Having acted in 13 self-directed shorts in the past, Insects in the Backyard marks Sukkhapisit's first foray into feature films and along with directing and acting she also took on the roles of writer and producer as well. Unable to point to a single role that she found the most enjoyable, Sukkhapisit laughed at the suggestion she might be a bit controlling, but ultimately agreed, saying that it was important to have control in order to create the best film possible.

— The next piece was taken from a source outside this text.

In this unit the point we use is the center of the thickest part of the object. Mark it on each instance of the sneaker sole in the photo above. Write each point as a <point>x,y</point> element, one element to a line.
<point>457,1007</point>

Not only does Insects in the Backyard make its world premiere at this year's VIFF, it is also in the running for the prestigious Dragons and Tigers Award for Young Asian Cinema. But Sukkhapisit, while obviously pleased at being nominated, doesn’t see her film as a contender. “It’s impossible,” she said with a huge smile. “The film was chosen for colour, not for winning”.
But if her film does win, perhaps it will help open doors in Thailand where she tells us, perhaps with a little irony, that the film would remain hidden in her own backyard, with only the possibility very limited screenings.